Was Dual Core betrifft ... nun ja, die waren zum Release von LA NoirE halt schon veraltet ... da beißt die Maus kein Faden ab. 

Was Tomb Raider betrifft ... das einzige Problem, was mir mit nVidia einfällt, war diese merkwürdige TressFX Option. Ob die nun optimiert war oder nicht, ich hab sie deaktiviert nachdem Lara irgendwann wie ein Strubbelpeter aussah! 

Ohne diese Option lief Tomb Raider auf meinem System, was zu dem Zeitpunkt auch nur noch gehobene Mittelklasse war, sehr gut und vorallem sehr flüssig. In diesem Fall würde ich auch nicht von einem PC Port fail sprechen, sondern vielmehr das alte Probleme AMD <> nVidia, was es ja auch andersrum mit PhysX gibt.


----------



## Bonkic (14. August 2013)

Rabowke schrieb:


> Was Dual Core betrifft ... nun ja, die waren zum Release von LA NoirE halt schon veraltet ... da beißt die Maus kein Faden ab.


 
was nichts daran ändert, dass selbst heute noch ein großteil der pc'ler einen besitzt. 
abgesehen davon sind gta 4 und la noire ja auch ausnahmen.
beinahe jedes aktuelle spiel dürfte noch relativ problemfrei auch mit einem (vernünftigen) dual-core laufen. 
behaupte ich jetzt einfach mal.


----------



## sauerlandboy79 (14. August 2013)

Taiwez schrieb:


> Gab es überhaupt schon "gute" PC-Portierungen?!

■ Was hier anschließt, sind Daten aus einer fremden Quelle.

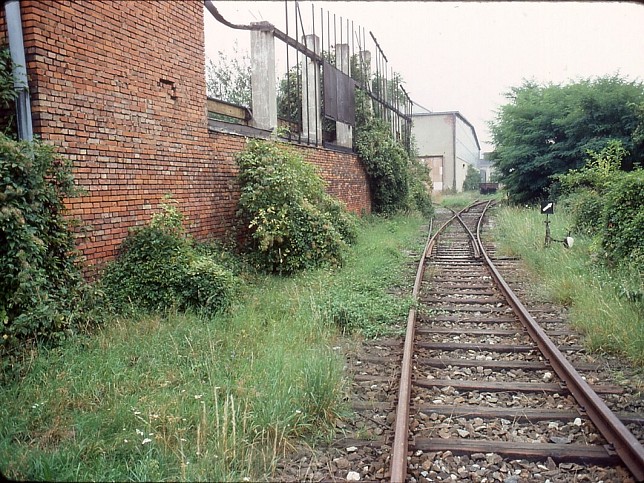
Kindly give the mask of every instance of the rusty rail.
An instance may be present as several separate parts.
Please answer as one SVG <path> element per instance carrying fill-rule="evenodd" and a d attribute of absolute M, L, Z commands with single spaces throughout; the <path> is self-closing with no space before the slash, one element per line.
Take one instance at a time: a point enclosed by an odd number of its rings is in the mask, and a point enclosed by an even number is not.
<path fill-rule="evenodd" d="M 642 447 L 628 428 L 606 406 L 604 401 L 593 391 L 588 383 L 583 380 L 572 364 L 568 362 L 566 357 L 550 340 L 537 321 L 530 315 L 526 307 L 521 303 L 492 263 L 481 241 L 482 220 L 488 208 L 489 203 L 479 219 L 476 228 L 476 237 L 481 248 L 481 254 L 490 269 L 490 274 L 495 283 L 499 290 L 503 292 L 508 304 L 513 308 L 519 320 L 530 334 L 530 337 L 537 343 L 539 350 L 548 360 L 557 375 L 564 381 L 570 393 L 585 410 L 593 424 L 613 446 L 614 451 L 637 481 L 644 481 L 644 447 Z"/>
<path fill-rule="evenodd" d="M 476 236 L 467 228 L 460 215 L 467 209 L 474 206 L 487 203 L 481 217 L 477 223 Z M 537 346 L 551 365 L 552 369 L 564 381 L 567 389 L 574 396 L 578 404 L 583 408 L 593 424 L 602 433 L 604 438 L 610 443 L 609 450 L 617 453 L 624 465 L 631 471 L 637 481 L 644 481 L 644 448 L 637 441 L 635 436 L 624 426 L 617 416 L 606 406 L 602 399 L 593 391 L 593 389 L 584 381 L 577 370 L 568 362 L 561 351 L 546 335 L 544 330 L 538 325 L 530 315 L 526 307 L 521 303 L 514 294 L 509 285 L 505 282 L 492 260 L 487 254 L 481 240 L 481 226 L 483 217 L 487 209 L 492 204 L 488 202 L 474 202 L 467 208 L 455 213 L 446 221 L 433 236 L 428 237 L 428 242 L 421 256 L 416 280 L 414 283 L 413 297 L 416 301 L 420 284 L 423 279 L 425 268 L 425 259 L 433 250 L 438 235 L 445 229 L 449 223 L 457 219 L 467 230 L 473 241 L 475 253 L 483 258 L 484 263 L 488 266 L 490 274 L 497 284 L 499 290 L 506 297 L 508 304 L 513 308 L 515 314 L 526 327 L 526 330 L 536 342 Z M 431 235 L 431 227 L 430 227 Z M 408 424 L 409 424 L 409 402 L 411 396 L 411 372 L 412 356 L 415 336 L 415 319 L 416 309 L 409 311 L 407 318 L 407 332 L 405 336 L 404 353 L 401 368 L 401 380 L 398 391 L 398 407 L 396 409 L 396 425 L 394 443 L 392 446 L 390 481 L 400 483 L 405 481 L 407 475 L 407 452 L 408 452 Z M 610 452 L 610 451 L 609 451 Z"/>

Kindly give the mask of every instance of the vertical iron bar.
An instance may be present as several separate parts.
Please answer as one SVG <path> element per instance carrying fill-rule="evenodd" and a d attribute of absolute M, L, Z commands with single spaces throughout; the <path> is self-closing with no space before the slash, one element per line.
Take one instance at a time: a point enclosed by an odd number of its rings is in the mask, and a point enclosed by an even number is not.
<path fill-rule="evenodd" d="M 315 52 L 315 7 L 313 4 L 311 4 L 311 16 L 313 17 L 313 52 Z M 318 52 L 315 52 L 316 54 Z M 320 70 L 320 66 L 317 63 L 317 60 L 312 59 L 313 62 L 311 64 L 313 65 L 313 84 L 316 87 L 320 86 L 320 83 L 316 82 L 318 79 L 318 72 Z M 318 139 L 318 121 L 320 119 L 320 106 L 318 106 L 318 97 L 319 97 L 319 92 L 316 93 L 315 96 L 315 145 L 318 145 L 319 139 Z"/>

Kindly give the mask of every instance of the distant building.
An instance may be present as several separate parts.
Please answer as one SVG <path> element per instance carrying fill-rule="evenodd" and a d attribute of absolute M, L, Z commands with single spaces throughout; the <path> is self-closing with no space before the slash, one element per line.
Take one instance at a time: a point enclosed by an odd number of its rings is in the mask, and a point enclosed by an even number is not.
<path fill-rule="evenodd" d="M 492 153 L 481 153 L 478 162 L 479 172 L 481 173 L 481 183 L 491 183 L 492 174 L 494 173 L 494 162 L 490 159 Z"/>
<path fill-rule="evenodd" d="M 412 133 L 434 190 L 463 191 L 468 165 L 477 168 L 481 153 L 474 126 L 458 111 L 423 110 L 412 115 Z"/>

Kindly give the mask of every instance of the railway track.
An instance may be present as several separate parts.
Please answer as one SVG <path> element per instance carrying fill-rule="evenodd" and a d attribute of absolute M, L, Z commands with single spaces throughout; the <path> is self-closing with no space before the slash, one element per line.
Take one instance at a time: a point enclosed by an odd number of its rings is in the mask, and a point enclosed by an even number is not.
<path fill-rule="evenodd" d="M 472 243 L 483 208 L 477 205 L 461 214 L 469 231 L 452 213 L 439 210 L 430 235 L 451 222 L 436 238 L 428 237 L 423 253 L 409 254 L 410 267 L 423 260 L 415 283 L 401 281 L 399 287 L 411 290 L 413 284 L 418 301 L 407 320 L 406 337 L 336 348 L 346 355 L 353 417 L 338 421 L 332 441 L 295 451 L 278 468 L 278 480 L 642 479 L 641 446 L 626 436 L 634 449 L 620 454 L 621 436 L 611 439 L 605 427 L 598 429 L 605 422 L 600 416 L 597 425 L 590 417 L 597 413 L 595 396 L 582 398 L 582 403 L 575 399 L 573 386 L 580 381 L 566 382 L 555 369 L 561 365 L 553 363 L 556 356 L 541 353 L 527 322 L 521 322 L 494 283 L 483 252 L 525 300 L 540 330 L 640 442 L 641 387 L 616 385 L 619 361 L 587 354 L 560 307 L 531 300 L 518 260 L 497 256 L 493 243 Z M 622 432 L 630 434 L 623 426 Z"/>
<path fill-rule="evenodd" d="M 642 419 L 613 413 L 601 395 L 621 387 L 589 384 L 578 370 L 599 368 L 576 336 L 548 307 L 533 309 L 537 322 L 503 280 L 495 264 L 512 261 L 477 237 L 487 206 L 450 217 L 422 257 L 391 481 L 643 481 L 644 449 L 626 427 Z"/>

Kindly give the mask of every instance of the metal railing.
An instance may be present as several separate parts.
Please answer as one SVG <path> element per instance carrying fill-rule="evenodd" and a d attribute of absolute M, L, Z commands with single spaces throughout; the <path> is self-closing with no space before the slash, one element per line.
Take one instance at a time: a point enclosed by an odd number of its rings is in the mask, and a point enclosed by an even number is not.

Sicherlich. Spontan fällt mir da die "Dead Space"-Reihe ein. Selten so gute Ports gespielt wie diese. Liefen sauber, hatten Null Bugs, keine Abstürze,... Konnte da wirklich nichts bemängeln.


----------



## Bonkic (14. August 2013)

sauerlandboy79 schrieb:


> Sicherlich. Spontan fällt mir da die "Dead Space"-Reihe ein. Selten so gute Ports gespielt wie diese. Liefen sauber, hatten Null Bugs, keine Abstürze,... Konnte da wirklich nichts bemängeln.


 
ich würde mal behaupten, dass circa 95% aller titel zumindest mal gut für den pc umgesetzt wurden und werden.


----------



## Rabowke (14. August 2013)

Bonkic schrieb:


> was nichts daran ändert, dass selbst heute noch ein großteil der pc'ler einen besitzt.
> [...]


 Wollte ich dir gerade widersprechen, aber scheinbar hast du Recht:
Steam Hardware & Software Survey

Hätte ich jetzt, im Jahr 2013, echt nicht gedacht. Vorallem wenn man sich im Vergleich die relativ guten Grafikkarten, die aber wirklich breit gestreut sind, anschaut.


----------



## Taiwez (14. August 2013)

sauerlandboy79 schrieb:


> Sicherlich. Spontan fällt mir da die "Dead Space"-Reihe ein. Selten so gute Ports gespielt wie diese. Liefen sauber, hatten Null Bugs, keine Abstürze,... Konnte da wirklich nichts bemängeln.



Ist das Spiel nicht zeitgleich auf dem Pc sowie auf den Konsolen erschienen? Bin ich mir jetzt ehrlich gesagt auch grade überhaupt nicht sicher, kann aber natürlich sein.

Ich wollte dahingehend eigentlich nur in Richtung GTA 4/ Halo/ Darksiders etc. sticheln, die zuerst auf Konsolen erschienen sind und nachhaltig auf dem PC rausgebracht wurden. Grade beim Letzeren fand ich die Steuerung eher suboptimal, genauso wie bei Assassins Creed auf dem Pc, aber das ist wieder ne andere Geschichte.. 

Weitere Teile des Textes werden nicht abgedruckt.